Pertenezco a una de las primeras generaciones a la que se le enseñó desde la escuela primaria que existe una crisis ecológica, provocada por los seres humanos con nuestro modo de producir y consumir y, por tanto, mi generación tiene una particular sensibilidad que se manifiesta en gestos quizá intrascendentes como no tirar basura en la calle o no matar una araña que encontramos dentro de la casa. Las personas de mi generación tenemos una visión diferente sobre los bichos, no tenemos ese impulso de nuestros mayores de matarlos en cuanto los vemos.

Hoy volví a bajar por esa calle y ya no estaban las hojas en el suelo y tampoco las hormigas. El eficiente servicio de limpia de la alcaldía barrió con unas y otras, porque una municipalidad decente no puede tener las calles y las aceras llenas de hojarasca, esto no es una jungla. Para la mentalidad moderna y urbana, la civilización consiste en una particular asepsia que a veces raya en la esterilidad, en la aversión a cualquier cosa que nos recuerde la insistencia de la vida en surgir, crecer y multiplicarse en cualquier lugar, ya sea una telaraña en una esquina de la casa, el liquen en los muros, hojas en el piso o estrellas en el cielo.
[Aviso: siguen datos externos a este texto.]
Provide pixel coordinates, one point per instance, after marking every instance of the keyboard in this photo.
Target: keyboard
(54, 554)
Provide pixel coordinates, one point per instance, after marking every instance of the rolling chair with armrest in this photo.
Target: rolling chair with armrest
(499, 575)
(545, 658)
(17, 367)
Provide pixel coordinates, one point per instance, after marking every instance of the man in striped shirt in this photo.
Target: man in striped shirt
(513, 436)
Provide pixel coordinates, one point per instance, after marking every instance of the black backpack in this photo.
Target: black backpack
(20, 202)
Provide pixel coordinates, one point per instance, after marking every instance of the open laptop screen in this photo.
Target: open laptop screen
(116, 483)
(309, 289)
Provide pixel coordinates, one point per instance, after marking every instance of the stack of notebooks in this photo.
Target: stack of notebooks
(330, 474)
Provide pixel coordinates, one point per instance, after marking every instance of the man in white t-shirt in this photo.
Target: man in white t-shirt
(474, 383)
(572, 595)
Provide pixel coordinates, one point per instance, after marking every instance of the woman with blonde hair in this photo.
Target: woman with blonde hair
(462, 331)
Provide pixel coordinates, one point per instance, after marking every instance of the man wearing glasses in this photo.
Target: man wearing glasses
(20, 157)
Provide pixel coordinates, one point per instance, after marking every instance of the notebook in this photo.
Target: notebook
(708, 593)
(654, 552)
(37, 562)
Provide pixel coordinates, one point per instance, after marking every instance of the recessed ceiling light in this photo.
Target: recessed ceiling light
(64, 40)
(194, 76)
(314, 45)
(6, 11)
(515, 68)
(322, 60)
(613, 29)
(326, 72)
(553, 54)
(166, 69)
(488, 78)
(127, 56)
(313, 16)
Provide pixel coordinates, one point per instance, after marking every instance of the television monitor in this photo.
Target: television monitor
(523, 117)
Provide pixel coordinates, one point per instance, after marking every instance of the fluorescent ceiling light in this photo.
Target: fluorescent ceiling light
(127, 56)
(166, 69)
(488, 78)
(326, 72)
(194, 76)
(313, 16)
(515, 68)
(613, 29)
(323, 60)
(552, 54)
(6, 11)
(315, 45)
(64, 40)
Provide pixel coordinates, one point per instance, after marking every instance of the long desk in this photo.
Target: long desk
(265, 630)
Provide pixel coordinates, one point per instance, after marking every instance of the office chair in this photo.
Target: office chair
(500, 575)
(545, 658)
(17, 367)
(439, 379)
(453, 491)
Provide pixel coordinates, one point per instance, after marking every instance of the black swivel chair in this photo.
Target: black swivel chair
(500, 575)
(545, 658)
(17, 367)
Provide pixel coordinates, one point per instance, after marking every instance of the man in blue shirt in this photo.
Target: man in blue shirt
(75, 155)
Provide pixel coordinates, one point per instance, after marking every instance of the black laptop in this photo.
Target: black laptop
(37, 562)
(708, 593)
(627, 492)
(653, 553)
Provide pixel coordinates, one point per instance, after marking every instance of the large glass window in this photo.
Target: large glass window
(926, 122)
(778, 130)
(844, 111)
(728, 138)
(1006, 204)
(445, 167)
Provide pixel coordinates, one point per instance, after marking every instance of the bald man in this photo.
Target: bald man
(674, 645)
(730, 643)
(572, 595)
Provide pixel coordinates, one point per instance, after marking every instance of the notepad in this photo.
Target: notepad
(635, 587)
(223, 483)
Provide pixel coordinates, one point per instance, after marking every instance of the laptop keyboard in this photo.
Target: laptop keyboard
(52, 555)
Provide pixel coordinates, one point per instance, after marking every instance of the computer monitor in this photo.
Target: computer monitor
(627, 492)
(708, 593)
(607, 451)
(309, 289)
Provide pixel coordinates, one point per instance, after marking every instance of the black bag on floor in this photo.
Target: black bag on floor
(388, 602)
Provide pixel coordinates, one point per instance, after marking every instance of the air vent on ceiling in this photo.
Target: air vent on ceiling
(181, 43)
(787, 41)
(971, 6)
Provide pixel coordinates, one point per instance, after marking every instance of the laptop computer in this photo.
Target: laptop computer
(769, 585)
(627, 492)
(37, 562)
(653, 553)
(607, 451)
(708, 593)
Me preocupé por las hormigas y me pregunté: ¿Cuántas habrán sobrevivido? ¿Serán suficientes para que la colonia se recupere y perdure? ¿Qué van a comer, sin hojas para alimentar su hongo?
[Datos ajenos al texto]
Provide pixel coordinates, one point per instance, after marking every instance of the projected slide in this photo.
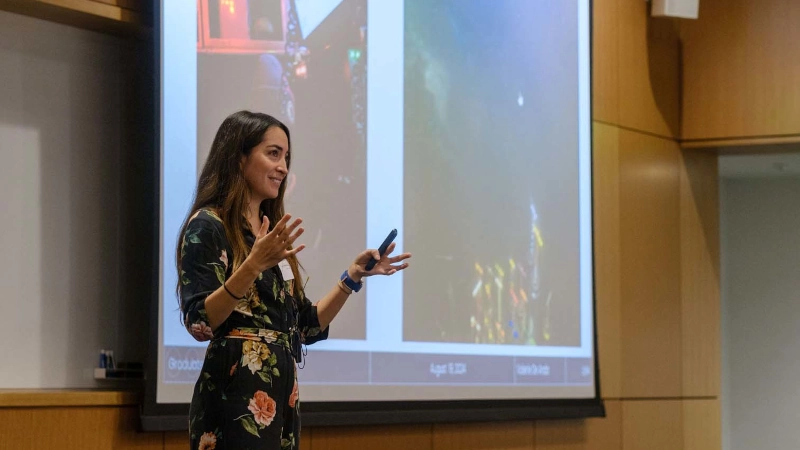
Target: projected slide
(462, 123)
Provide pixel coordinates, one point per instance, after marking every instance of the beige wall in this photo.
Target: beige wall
(657, 261)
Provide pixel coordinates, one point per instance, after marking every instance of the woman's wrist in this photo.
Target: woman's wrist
(249, 268)
(354, 273)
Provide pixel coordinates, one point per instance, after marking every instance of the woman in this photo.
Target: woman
(239, 287)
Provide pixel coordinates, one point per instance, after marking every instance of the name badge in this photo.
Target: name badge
(286, 270)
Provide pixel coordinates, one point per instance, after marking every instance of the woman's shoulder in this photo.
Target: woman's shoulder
(205, 218)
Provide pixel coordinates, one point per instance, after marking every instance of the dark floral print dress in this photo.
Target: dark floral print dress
(246, 396)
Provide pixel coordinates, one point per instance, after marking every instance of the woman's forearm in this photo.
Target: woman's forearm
(330, 305)
(220, 304)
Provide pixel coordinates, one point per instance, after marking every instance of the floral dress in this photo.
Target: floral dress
(246, 396)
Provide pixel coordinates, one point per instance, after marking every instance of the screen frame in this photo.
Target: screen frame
(175, 416)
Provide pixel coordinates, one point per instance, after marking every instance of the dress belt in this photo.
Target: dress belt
(262, 335)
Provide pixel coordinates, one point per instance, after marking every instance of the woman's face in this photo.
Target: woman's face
(265, 167)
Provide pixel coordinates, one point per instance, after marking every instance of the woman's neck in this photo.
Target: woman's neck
(254, 215)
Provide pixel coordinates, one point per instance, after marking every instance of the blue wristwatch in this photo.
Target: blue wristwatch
(351, 283)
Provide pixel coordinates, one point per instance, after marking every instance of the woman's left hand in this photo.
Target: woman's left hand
(387, 265)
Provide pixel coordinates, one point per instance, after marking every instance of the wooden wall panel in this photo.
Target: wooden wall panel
(607, 256)
(90, 427)
(605, 61)
(650, 266)
(741, 70)
(506, 436)
(379, 437)
(652, 425)
(606, 433)
(649, 71)
(702, 425)
(700, 274)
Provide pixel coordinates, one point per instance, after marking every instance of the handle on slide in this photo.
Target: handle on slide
(382, 249)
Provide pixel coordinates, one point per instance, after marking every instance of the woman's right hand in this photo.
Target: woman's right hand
(272, 247)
Ayer las hormigas sucumbieron masivamente, indefensas, confundidas, asustadas, inocentes de su destino. Otra vez caigo en cuenta de que los seres humanos no somos muy diferentes a ellas: estamos muy ocupados haciendo la tarea que nos toca en la división social del trabajo, siguiendo a la multitud detrás de la cual marchamos, acumulando papelitos verdes o basura en nuestros nidos y preocupados por alimentar nuestras larvas, sin reparar en que mañana una escoba nuclear puede barrernos a todos si quienes se creen dueños del mundo deciden embarcarse en una guerra que ninguno puede ganar antes que renunciar a sus ambiciones hegemónicas.

Ayer fueron barridas las hormigas, sin embargo, la fuerza de la naturaleza no es fácil de doblegar, y así como unos cuántos árboles quedaron encerrados en un punto del trazo urbano y ahí resisten formando una pequeña selva en medio de la ciudad, las hojas volverán a caer y las hormigas volverán a salir a trozarlas y recogerlas. Las sobrevivientes del holocausto de la escoba heredarán la tierra y volverán a poblarla.
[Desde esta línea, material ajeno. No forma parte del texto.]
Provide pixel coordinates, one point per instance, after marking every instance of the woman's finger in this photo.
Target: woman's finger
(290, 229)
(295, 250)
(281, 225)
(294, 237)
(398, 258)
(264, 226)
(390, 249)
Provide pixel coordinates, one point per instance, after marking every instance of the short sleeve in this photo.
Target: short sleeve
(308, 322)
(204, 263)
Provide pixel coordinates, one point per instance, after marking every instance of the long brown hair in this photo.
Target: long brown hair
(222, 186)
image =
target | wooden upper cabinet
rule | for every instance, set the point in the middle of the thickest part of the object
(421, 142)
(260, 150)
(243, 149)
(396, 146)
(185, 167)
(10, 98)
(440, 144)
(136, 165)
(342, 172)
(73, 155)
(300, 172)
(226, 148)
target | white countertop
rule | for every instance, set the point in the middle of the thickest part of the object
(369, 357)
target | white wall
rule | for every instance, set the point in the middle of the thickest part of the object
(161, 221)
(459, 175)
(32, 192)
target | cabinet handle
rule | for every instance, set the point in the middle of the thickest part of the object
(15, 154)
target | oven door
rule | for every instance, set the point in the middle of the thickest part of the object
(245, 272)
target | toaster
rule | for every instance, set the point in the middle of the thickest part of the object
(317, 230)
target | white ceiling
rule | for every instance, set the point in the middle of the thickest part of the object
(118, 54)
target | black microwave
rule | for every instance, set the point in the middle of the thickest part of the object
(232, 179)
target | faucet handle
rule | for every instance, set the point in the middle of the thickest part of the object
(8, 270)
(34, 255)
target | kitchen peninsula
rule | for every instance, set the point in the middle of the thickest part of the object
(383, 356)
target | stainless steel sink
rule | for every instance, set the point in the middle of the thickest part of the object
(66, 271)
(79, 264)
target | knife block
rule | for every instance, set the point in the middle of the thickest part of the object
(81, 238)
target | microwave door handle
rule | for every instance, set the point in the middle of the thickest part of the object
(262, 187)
Hay que maravillarnos de este diminuto ser que no se conforma con tomar su alimento de la naturaleza y consumirlo tal cual, sino que lo produce con su trabajo, que practica la agricultura y la ganadería; este diminuto ser que construye ciudades hermosas y bullentes; que cada mañana se despierta para trabajar duro y buscar su sustento; que cuida y protege a sus crías; que con un lenguaje complejo le comunica a sus semejantes sus angustias, sus alegrías y sus sueños; hay que maravillarnos de este diminuto animal que también llega a ser terrible, que le hace la guerra a sus semejantes, que los sojuzga y esclaviza, pero que también se resiste a ser avasallado y lucha por su liberación; hay que maravillarnos de las potencialidades de esta alimaña, insignificante en el universo infinito, pues si algún día logran organizarse y unirse para planificar colectiva y democráticamente su trabajo, puede convertir al mundo en un paraíso para todos. Tenemos que tratar de salvar esas hormigas porque cada una es valiosa a pesar de su pequeñez; hay que alargar el paso para no pisar ni una sola; hay que interponer el brazo con firmeza y apuro para impedir que una escoba hipersónica las fulmine. Debemos evitar el Armagedón para que todos los seres, hasta los más humildes, sigan viviendo y tengan un lugar en el universo.

Ismael Hernández (Ciudad de México, 1981). Licenciado en Filosofía y Maestro en Estudios Latinoamericanos por la UNAM. Ha sido docente, sindicalista y editor. Actualmente es encargado de Asuntos Culturales de la embajada de México en la República Bolivariana de Venezuela.